Many extensions need to let the user easily toggle a feature on/off, such as with a “Show/hide lint warnings” button. To implement this, extensions can define an action that executes updateConfiguration and passes it specially crafted arguments to toggle between true and false values in the user’s settings.

Here is an example package.json that defines a toggle button:

{
  ...,
  "contributes": {
    "actions": [
      {
        "id": "myext.toggle",
        "command": "updateConfiguration",
        "commandArguments": [
          ["myext.enabled"],
          "${!config.myext.enabled}",
          null,
          "json"
        ],
        "title": "Enable/disable myext",
        "actionItem": {
          "label": "Toggle myext",
          "description": "${config.myext.enabled && \"Hide\" || \"Show\"} myext"
        }
      }
    ],
    "menus": {
      "editor/title": [
        { "action": "myext.toggle" }
      ]
    }
  },
  ...
}

The specially crafted commandArguments make the action update the myext.enabled settings property to the opposite of its current value. To achieve this, it uses template interpolation (with ${...}) and a special 4th argument of "json" that causes the argument to be parsed as JSON instead of treated as a string. (This is important, because we want the myext.enabled setting to have a boolean value: {"myext.enabled": true}, not {"myext.enabled": "true"}.

queryGraphQL

  • Parameters:
    1. query (string) - The GraphQL query. (Example: query Foo($bar: Int) { baz(bar: $bar) { zap } })
    2. variables (object) - The GraphQL query variables. (Example: { bar: 123 })
  • Returns: Promise<GraphQLResult>, which resolves to the result of the GraphQL query.

Executes a Sourcegraph GraphQL API query or mutation on the associated Sourcegraph instance and returns the result asynchronously. If the user is authenticated, the query or mutation is executed as the current user.
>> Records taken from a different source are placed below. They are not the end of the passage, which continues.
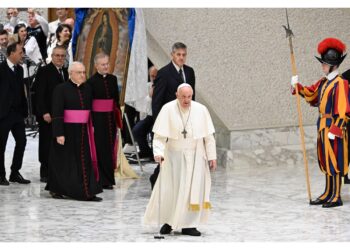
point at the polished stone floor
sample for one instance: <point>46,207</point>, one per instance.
<point>250,204</point>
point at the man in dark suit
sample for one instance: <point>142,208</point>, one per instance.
<point>48,77</point>
<point>13,111</point>
<point>165,85</point>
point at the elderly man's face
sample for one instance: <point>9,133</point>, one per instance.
<point>11,12</point>
<point>61,12</point>
<point>102,65</point>
<point>58,56</point>
<point>32,20</point>
<point>184,95</point>
<point>78,74</point>
<point>179,57</point>
<point>17,56</point>
<point>4,39</point>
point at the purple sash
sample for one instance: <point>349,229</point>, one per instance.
<point>83,116</point>
<point>103,105</point>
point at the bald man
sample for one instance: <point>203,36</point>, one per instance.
<point>184,145</point>
<point>73,170</point>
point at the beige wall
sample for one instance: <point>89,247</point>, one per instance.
<point>241,58</point>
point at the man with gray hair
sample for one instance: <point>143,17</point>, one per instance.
<point>106,118</point>
<point>73,169</point>
<point>168,79</point>
<point>47,78</point>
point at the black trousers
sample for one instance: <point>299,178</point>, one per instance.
<point>140,132</point>
<point>45,139</point>
<point>13,122</point>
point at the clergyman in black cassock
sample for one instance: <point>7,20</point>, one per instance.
<point>47,78</point>
<point>106,118</point>
<point>71,171</point>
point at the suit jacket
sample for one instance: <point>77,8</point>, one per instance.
<point>47,78</point>
<point>165,86</point>
<point>10,81</point>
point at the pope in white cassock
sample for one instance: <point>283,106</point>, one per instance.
<point>183,144</point>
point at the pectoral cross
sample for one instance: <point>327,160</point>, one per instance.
<point>184,132</point>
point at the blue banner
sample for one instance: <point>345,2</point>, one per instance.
<point>131,25</point>
<point>80,14</point>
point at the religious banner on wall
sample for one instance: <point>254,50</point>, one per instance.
<point>103,30</point>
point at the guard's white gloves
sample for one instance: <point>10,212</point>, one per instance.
<point>294,80</point>
<point>331,136</point>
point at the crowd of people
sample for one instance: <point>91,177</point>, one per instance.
<point>78,120</point>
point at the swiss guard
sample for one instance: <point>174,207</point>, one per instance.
<point>330,95</point>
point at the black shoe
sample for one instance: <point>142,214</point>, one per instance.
<point>191,231</point>
<point>56,196</point>
<point>107,186</point>
<point>17,177</point>
<point>166,229</point>
<point>43,179</point>
<point>318,202</point>
<point>337,203</point>
<point>4,181</point>
<point>346,179</point>
<point>95,198</point>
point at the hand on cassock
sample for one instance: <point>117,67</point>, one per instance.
<point>60,140</point>
<point>212,165</point>
<point>294,81</point>
<point>331,136</point>
<point>158,158</point>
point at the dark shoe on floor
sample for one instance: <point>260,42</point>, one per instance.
<point>17,177</point>
<point>191,231</point>
<point>166,229</point>
<point>318,202</point>
<point>56,196</point>
<point>95,198</point>
<point>43,179</point>
<point>4,181</point>
<point>338,203</point>
<point>107,186</point>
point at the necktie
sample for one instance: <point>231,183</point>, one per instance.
<point>182,76</point>
<point>61,73</point>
This can be used to identify the current user, perform a search, fetch a file’s contents, list a repository’s branches, and anything else that Sourcegraph itself can do. See example Sourcegraph GraphQL API queries for more.

openPanel

  • Parameters:
    1. viewID (string) - The id of the panel view to open (as specified in the sourcegraph.app.createPanelView(id) call).
  • Returns: void

Opens a view in the panel. The view must have been previously created by the extension using sourcegraph.app.createPanelView.

executeLocationProvider

  • Parameters:
    1. id (string) - The location provider ID. This is defined by the extension as the first argument to sourcegraph.languages.registerLocationProvider.
    2. uri (string) - The URI of a text document (usually the currently active document).
    3. position (Position, {line: number, character: number}) - A position in a text document (usually the cursor position).
  • Returns: Location[] | Promise<Location[]>

Executes a location provider and returns the results (a list of locations). Location providers are registered by extensions calling sourcegraph.languages.registerLocationProvider. They are the general form of definition providers and reference providers; they accept a document position and return a list of related locations in other files.

The executeLocationProvider command returns results to the caller but does not display them to the user.

Known issues:

  • If the location provider returns an Observable (stream of values), the executeLocationProvider only returns a promise that resolves with the first emission. It does not return an observable.

Opening a panel with a list of file locations

This example shows how to open a panel view that displays the location results from a location provider.

In your extension code, create a location provider and panel view, and link them together:

// Create the panel view.
const panelView = sourcegraph.app.createPanelView('fooPanel')
panelView.title = 'Foo'

// Create a location provider.
sourcegraph.languages.registerLocationProvider('fooLocations', ['*'], {
  provideLocations: () => [],
})

// Tell the panel view to display the location provider's results.
panelView.component = { locationProvider: 'fooLocations' }

Now, execute the openPanel command with the first argument fooPanel. The panel will display the results from the location provider for the currently active document position.